Bilgin, Atatürk’ün 1924 yılında basına cumhuriyetin etrafında bir çelik kale oluşturma görevi verdiğini hatırlatarak, kale gedik alsa da, o kalenin burçlarında mücadeleye devam edeceklerini belirterek konuşmasını sürdürdü:

“Neden? Çünkü ülkemizi seviyoruz. Neden? Çünkü Cumhuriyeti ve Atatürk’ü seviyoruz. Neden? Çünkü mesleğimizi ve mesleğimizin onurunu seviyoruz. Devam etmek mecburiyetindeyiz… Biraz önce Gökhan Durmuş, yeni yasadan bahsetti. Sosyal medyaya düzenlemeler getirecekler, zaten nefesi az çıkan toplumu iyice havasız bırakmak için. Gazetelerin tiraj kaybetmesinden dolayı özellikle haber portallarına ulaşmaya çalışıyor halk ve iktidar bundan rahatsız olmuş, mecliste değerlendirecek. Geçen gün elime Diyanet İşleri Başkanlığı’nın bir kitabı geçti, sosyal medyanın sınırlandırılmasıyla ilgili… Türkiye’de Diyanet’in başka görevi yok mu?

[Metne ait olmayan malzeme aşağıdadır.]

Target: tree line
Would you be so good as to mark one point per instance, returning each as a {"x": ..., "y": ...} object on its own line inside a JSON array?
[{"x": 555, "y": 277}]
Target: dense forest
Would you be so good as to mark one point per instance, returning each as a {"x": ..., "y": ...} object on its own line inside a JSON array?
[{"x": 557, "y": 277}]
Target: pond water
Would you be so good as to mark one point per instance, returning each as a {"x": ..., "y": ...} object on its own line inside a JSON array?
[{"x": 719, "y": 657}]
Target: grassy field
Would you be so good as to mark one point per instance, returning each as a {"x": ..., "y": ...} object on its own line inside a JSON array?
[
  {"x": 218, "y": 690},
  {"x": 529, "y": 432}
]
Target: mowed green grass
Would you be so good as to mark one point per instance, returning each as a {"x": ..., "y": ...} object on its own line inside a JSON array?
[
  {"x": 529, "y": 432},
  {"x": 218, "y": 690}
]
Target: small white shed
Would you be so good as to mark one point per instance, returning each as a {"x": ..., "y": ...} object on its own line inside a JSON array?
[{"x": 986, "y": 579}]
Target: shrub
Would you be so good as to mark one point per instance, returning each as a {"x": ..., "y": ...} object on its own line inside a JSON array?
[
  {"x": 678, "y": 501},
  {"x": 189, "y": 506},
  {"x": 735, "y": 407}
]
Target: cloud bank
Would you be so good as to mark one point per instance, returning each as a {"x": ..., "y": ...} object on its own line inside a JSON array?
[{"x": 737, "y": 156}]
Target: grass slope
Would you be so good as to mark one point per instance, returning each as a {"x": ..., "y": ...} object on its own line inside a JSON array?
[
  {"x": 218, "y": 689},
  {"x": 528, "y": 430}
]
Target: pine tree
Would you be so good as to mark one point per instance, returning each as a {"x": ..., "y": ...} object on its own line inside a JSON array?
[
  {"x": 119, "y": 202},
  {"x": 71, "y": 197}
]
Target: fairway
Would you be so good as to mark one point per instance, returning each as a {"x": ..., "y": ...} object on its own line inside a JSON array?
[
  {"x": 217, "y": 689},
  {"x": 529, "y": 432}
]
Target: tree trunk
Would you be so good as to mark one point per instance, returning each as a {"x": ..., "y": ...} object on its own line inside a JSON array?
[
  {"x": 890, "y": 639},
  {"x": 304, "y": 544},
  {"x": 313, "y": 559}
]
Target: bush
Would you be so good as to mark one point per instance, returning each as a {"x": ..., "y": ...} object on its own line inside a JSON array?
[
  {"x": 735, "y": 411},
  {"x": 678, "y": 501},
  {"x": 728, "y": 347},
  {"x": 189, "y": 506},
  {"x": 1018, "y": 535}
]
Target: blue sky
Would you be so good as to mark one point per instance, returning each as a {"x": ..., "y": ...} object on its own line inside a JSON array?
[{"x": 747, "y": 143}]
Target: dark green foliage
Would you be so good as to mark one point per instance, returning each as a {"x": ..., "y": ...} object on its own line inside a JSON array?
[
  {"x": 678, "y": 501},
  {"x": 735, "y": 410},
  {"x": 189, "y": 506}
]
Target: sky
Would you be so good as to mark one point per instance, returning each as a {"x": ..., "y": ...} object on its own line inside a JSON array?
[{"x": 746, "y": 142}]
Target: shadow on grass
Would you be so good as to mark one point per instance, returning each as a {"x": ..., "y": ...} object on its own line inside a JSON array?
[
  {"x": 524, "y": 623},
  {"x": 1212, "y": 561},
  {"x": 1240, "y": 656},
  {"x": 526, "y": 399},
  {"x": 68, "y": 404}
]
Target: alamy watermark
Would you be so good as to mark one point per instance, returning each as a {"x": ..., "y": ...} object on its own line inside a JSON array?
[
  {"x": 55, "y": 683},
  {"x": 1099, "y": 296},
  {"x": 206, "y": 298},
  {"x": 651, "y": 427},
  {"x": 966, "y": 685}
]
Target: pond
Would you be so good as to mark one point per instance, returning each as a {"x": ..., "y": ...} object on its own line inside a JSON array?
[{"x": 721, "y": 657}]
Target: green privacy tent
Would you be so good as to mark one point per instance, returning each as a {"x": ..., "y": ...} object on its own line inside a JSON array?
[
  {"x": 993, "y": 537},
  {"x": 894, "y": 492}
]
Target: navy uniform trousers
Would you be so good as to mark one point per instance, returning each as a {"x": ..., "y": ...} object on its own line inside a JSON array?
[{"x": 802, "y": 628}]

Altı yaşından 10 yaşına kadar Kuran kursuna gittim ve daha sonra diğer dinleri de merak edip, İncil ve Tevrat’ı okudum. Çok özür dileyerek, bugün bize dayatmaya çalışılan din benim okuduğum din değil, başka bir din yaratılmış ve onun peşinde gidiliyor. Sosyal medyanın kısıtlanmasına karışan Diyanet, harama, kul hakkına, hırsızlığa, yalana karşı ne söylüyor? Bunlar üç dinde de var. Sosyal medyanın sınırlandırılması, Diyanet İşleri Başkanlığı’nın görevi değil…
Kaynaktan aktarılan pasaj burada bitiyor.